Tuesday, October 31, 2017


It seems appropriate on Halloween to discuss one of the scariest items involved with 1040 preparation.
I have said it before and I will say it again.  I HATE K-1s.  Specifically, the K-1s, always late, for limited partnership investments.
In almost all cases, unless there is a substantial investment, the financial tax benefits of these type of investments, if there are any, are wiped out by the cost of the additional work to actually prepare the investor’s individual tax returns.
I very seriously believe that brokers receive a higher commission for selling these investments, and often brokerage houses instruct their brokers to sell specific limited partnership investments to clients.  I also firmly believe that there are alternative mutual fund investments that provide the same, or perhaps better, investment returns.
If all we had to deal with were items in boxes 1 through 10 and 12 – business income, interest, dividends, capital gains, and the Section 179 deduction – it would be ok.  The instructions on Page 2 of the Form K-1 clearly indicate what line on series 1040 forms and schedules on which to enter these numbers.  The problem with these GD forms concerns the items of “other income” and “other deductions”.
For example, under “other income” the referenced internal supplemental statements reference Internal Revenue Code Sections 475, 988, and 1256, cancellation of debt, other portfolio income, and other income (not specifically identified).  For most of these items the instructions say “See the Partner’s Instructions”. 

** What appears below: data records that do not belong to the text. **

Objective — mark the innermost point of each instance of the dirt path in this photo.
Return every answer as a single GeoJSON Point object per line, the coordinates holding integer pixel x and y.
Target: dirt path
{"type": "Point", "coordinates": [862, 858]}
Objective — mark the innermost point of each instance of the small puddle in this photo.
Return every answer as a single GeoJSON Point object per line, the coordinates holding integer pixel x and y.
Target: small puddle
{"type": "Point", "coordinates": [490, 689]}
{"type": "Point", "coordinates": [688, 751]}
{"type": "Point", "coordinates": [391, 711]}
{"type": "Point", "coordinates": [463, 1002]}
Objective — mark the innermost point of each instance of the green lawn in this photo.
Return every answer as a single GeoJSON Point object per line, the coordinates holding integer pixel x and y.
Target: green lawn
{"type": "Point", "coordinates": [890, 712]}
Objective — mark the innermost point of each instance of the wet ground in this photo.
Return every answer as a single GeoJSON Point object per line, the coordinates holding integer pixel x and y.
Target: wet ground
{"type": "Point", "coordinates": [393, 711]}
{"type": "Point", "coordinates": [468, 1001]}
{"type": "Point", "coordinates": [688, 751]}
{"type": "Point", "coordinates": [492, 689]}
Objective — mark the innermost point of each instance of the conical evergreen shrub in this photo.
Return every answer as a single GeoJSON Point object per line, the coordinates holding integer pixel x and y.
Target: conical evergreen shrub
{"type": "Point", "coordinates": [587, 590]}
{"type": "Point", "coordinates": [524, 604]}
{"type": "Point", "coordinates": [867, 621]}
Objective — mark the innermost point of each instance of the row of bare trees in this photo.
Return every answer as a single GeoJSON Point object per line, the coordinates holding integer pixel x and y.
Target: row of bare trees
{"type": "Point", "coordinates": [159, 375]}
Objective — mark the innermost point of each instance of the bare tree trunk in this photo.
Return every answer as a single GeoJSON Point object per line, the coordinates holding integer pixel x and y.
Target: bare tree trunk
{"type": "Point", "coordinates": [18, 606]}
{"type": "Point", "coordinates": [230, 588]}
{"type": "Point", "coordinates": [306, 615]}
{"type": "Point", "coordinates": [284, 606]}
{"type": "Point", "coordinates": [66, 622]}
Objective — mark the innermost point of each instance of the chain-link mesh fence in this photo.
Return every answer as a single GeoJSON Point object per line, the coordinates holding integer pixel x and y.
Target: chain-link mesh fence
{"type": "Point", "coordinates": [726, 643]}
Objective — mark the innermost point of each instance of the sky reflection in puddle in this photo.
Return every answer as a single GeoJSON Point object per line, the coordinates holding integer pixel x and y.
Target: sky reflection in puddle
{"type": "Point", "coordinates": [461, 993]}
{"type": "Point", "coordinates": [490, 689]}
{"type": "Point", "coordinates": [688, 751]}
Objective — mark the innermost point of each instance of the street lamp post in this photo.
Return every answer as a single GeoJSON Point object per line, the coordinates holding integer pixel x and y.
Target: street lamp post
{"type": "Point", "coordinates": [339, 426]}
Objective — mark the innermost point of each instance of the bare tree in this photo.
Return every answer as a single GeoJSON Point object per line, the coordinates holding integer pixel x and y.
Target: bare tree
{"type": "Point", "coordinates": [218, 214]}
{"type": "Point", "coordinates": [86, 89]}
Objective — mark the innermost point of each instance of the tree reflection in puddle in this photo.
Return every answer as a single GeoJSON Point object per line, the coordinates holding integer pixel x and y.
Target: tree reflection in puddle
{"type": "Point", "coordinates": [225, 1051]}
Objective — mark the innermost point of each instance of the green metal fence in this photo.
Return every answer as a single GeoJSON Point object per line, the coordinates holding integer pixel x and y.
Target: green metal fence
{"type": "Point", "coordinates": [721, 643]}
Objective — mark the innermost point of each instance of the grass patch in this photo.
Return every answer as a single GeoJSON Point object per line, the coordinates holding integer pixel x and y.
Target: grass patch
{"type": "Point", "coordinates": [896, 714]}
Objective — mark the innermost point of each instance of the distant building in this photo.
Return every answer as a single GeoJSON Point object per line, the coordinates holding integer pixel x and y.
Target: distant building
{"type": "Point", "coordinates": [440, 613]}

“Portfolio income” is interest, dividends, royalties, and capital gains.  Sometimes the “other income” boxes detail specifically references “interest, dividends, and capital gains”.  Why is this income not included in the boxes in the first 10 that specifically identify interest, dividends, royalties, and long and short-term capital gains?  Are these items reported on Form 1040 Schedules, B, D or E, or are they merely “other income” reported on Form 1040 Line 21?  Or do they go elsewhere?
“Other deductions” refers to Internal Revenue Code Sections 59(e)(2) and 743, pass-thru deductions, royalty deductions, and, again not specifically identified, other deductions.  Again, we are told to “See the Partner’s Instructions”.  While I would expect “royalty deductions” are entered on Page 1 of Schedule E, where do the rest of these deductions go?
Of course, the taxpayer investor has absolutely no idea what these things mean – nor do they, for the most part, give a rat’s hind quarters.  They just give the multiple K-1s to their tax preparer, often as they arrive (usually after April 15th) and expect us to figure it out.
The “framework” for tax “reform” talks of doing away with business “loopholes”.  The answer to fixing the dreaded limited partnership K-1 would be to do away with all the “loopholes” and Internal Revenue Code Sections that create the confusing and convoluted components of “other income” and “other deductions” identified above, and have ONE net income item for either “ordinary business income(loss)” or “net rental income(loss)” to report all “non-portfolio” income and deductions, include all portfolio income from all sources in the appropriate boxes 5 through 10, and limit “other deductions” to the traditional Section 179 deduction, charitable contributions, investment interest, and miscellaneous “portfolio” expenses.  I hope this is part of what the “framework” is talking about.
I would be interested in hearing from other tax pros about the dreaded limited partnership investment K-1.